Em 2018, 55.013 alunos fizeram o exame nacional de Português. Em 2019, o mesmo exame foi feito por 55.209 alunos. Em 2020, porque apenas foram a exame os alunos que queriam seguir para o ensino superior e para os quais Português era prova específica de acesso, apenas 36.622 alunos fizeram o exame a essa disciplina. Sucedeu o mesmo na generalidade dos exames de outras disciplinas do ensino secundário. Ou seja, só realizaram o exame de cada disciplina alunos com ambição académica (querem seguir para o ensino superior) e motivados (o acesso está dependente em grande medida do resultado do exame).
A somar a isto, devido ao facto de grande parte do ano letivo 2019/2020 ter decorrido em pandemia, a pontuação dos itens dos exames de 2020 foram recalibrados de modo a procurar introduzir mais flexibilidade nos exames dado que as escolas tiveram de tomar opções curriculares importantes e cada escola pôde decidir como entendeu ser mais adequado. Esta opção técnica teve como consequência (esperada) um aumento das notas dos exames em relação a anos anteriores. E este aumento teve como consequência necessária que os exames se tornaram menos discriminativos. Isto é, mais alunos tiveram as notas superiores da escala distinguindo-se, por isso, menos entre si. Estes dois factos marcam uma diferença fundamental entre os rankings publicados este ano e todos os respeitantes a anos anteriores. Porque só fizeram exames os “melhores” alunos e porque a escala discrimina menos os alunos com excelentes resultados, as características pessoais dos alunos têm, necessariamente, um peso muito menor na média de cada escola.

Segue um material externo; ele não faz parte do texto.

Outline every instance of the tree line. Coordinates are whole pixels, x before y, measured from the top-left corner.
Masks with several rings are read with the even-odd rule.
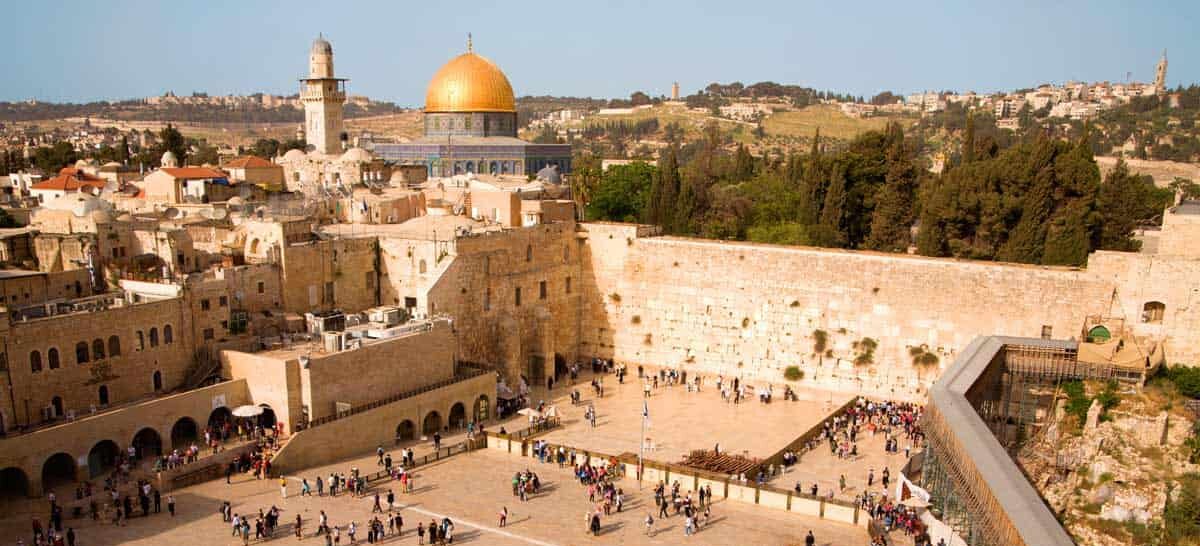
[[[1082,264],[1093,250],[1136,250],[1134,229],[1157,222],[1171,190],[1126,166],[1100,180],[1088,137],[1044,133],[1001,143],[965,127],[940,174],[919,134],[899,124],[826,150],[755,156],[712,125],[655,164],[599,173],[576,161],[590,220],[644,222],[667,234],[907,252],[1033,264]]]

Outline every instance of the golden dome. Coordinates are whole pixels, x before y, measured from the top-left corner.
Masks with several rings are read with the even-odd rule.
[[[433,74],[425,112],[516,112],[512,85],[492,61],[463,53]]]

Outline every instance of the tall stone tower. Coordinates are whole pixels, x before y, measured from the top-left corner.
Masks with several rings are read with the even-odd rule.
[[[1166,49],[1163,49],[1163,58],[1154,67],[1154,92],[1158,95],[1166,92]]]
[[[308,52],[308,77],[300,80],[305,140],[318,154],[342,152],[346,79],[334,77],[334,47],[317,37]]]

Consequentemente, se, como muitas vezes se tem dito, o que determina a posição da escola no ranking são os alunos que a frequentam, e não o trabalho feito pela escola, este ano a situação relativa das escolas deveria ser bastante diferente dado que os alunos sem aspirações académicas não fizeram exames. Mas não é. A posição relativa das escolas no geral manteve-se. Daqui não pode deixar de se concluir que as escolas fazem toda a diferença. E que há algo que diferencia muito o público do privado e que não é (só) os alunos ou, para efeito de resultados, a sua condição socioeconómica.
Escrevo o que muitos dizem em surdina, mas não ousam gritar em público: a maior desvantagem competitiva das escolas públicas não são os alunos: é o concurso de colocação dos professores. Uma escola não é uma soma de aulas. Já foi. Houve um tempo em que não havia outra alternativa. Mas isso foi há décadas atrás.
Hoje, uma escola só tem sentido se for uma comunidade de profissionais que dão corpo a um projeto educativo. Educar não é o ato de falar; é o ato de mostrar um caminho. O maior instrumento educativo das escolas é a adesão e coerência dos seus docentes com o projeto educativo e a obrigação que cada um assume de contribuir para o colectivo. Isto só se consegue quando a equipa educativa é escolhida pela escola; quando dizer “não faço assim porque não concordo e na minha aula mando eu” não é uma opção.
No ensino privado temos lideranças claras, projetos educativos desejados e escolhidos pelas famílias, um corpo docente alinhado com o projeto educativo da escola (algumas centenárias) e com as suas práticas pedagógicas e métodos de ensino. Esta realidade não é exclusiva das escolas privadas, mas é seguramente uma marca. Julgo que a maior parte dos portugueses não sabe que cada um dos mais de 150.000 professores existentes nas escolas públicas foram colocados na escola por um algoritmo que apenas tem como critério a antiguidade do professor, a sua nota de licenciatura e a lista de escolas que este escolheu. Não há qualquer critério sobre a escola em concreto, os seus projectos, os seus alunos, as suas famílias, as suas necessidades concretas (para lá de precisar de X horas de professor da disciplina Z).
Se uma mente perversa quisesse criar um sistema que impedisse a escola pública de um país de ser bem-sucedida, seguramente propunha às autoridades desse país adotar um sistema de recrutamento e colocação de professores igual ao que vigora para as escolas públicas portuguesas. Houve um momento histórico em que o sistema fazia sentido. Esse tempo já lá vai há muito.